Bill Maher interview
You have a show now where you can say anything you want, and you've been overtly critical so far of the White House's march toward war. But what do you do now?
Maher: I think the key thing that's different from other wars with the wars we fight now is that they're really short. So I don't think it should be too much of a burden for anybody to hold their tongue for the three days to a week that it takes us to fight a war. If it drags on, I think absolutely we have the right to speak out. It has to be that way -- we can't shut up indefinitely if we think our country is headed in a horribly wrong direction.
The two points I would make is that given that wars are so short, and that there's fighting in the field, they do get conflicting signals, the message doesn't necessarily get through that we support them even though we protest the policy. Again, I don't think it's too much to ask that we hold our tongues for a few days. But not indefinitely.
Earlier I asked Janeane Garofalo about how she would deal with critics of protesters, say mothers of G.I.s who will go on TV and and say that protest is disrespectful of their sons. But do the mothers have a point?

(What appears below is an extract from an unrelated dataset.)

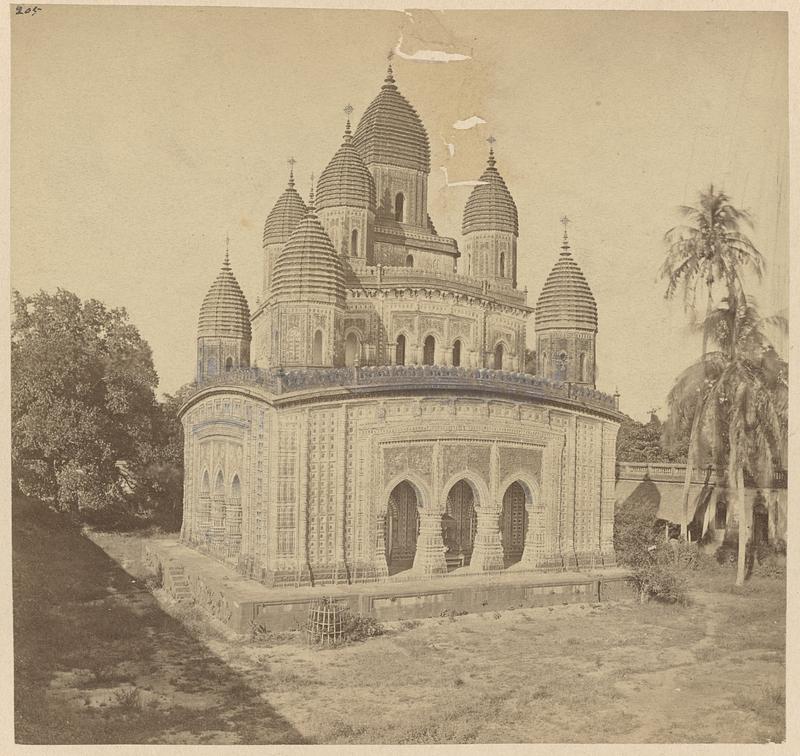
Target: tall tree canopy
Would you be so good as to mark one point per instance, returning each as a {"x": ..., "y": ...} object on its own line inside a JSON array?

Maher: One of the themes of my stand-up show, that I'm about to do on Broadway, is that it's important to be able to keep two opposing thoughts in your mind. Thats what we seem to have such a hard time doing. It drives me crazy when they say things like, "You're pro-Saddam if youre opposed to this method of fighting terrorists."
I read an editorial, I guess it was in the New York Times, that said the United States State Department lists 13 countries that have chemical or biological weapons; it lists 16 countries that have at least the shadowy links to terrorists that Iraq does. That's what we're afraid of. It's not direct enough, and this idea of a "war of choice," well, some of us think that there should never be such a thing, that war should be only when you absolutely have to. That Afghanistan was a justified war because we were going after the guy who hit us. A kid threw a rock through our window, and we went to his house to kick his ass. And on our way home, we're apparently kicking his cousin's ass. Who didn't really have anything to do with throwing the rock through the window.
I think that's the point the protesters are making, and it's a commonsensical approach.
OK - so why can't they keep saying that now, while we're at war?
Maher: Well, look, for six months, we've all been making these arguments about whether we should do this or whether we shouldn't, so we've heard it all. We've heard their side, they've heard our side. So at the point when we go into war, those arguments are a little dated.
My side says, "He never really was in league with al-Qaida, that's a trumped-up charge." And that's what bothers me about this. Wars that start on shaky premises, be it "Remember the Maine," or the Gulf of Tonkin, or that Saddam Hussein is working with bin Laden, whatever it is, when you start a war on a shaky premise, it makes me nervous.
However, now we've heard it all, so there's no need to keep rehashing it. That, to me, is beating a dead horse. Now we're on to a different phase. The war has started, let's just hold our breath and hope that the human suffering is minimal and then start arguing about what we do now that we own Iraq.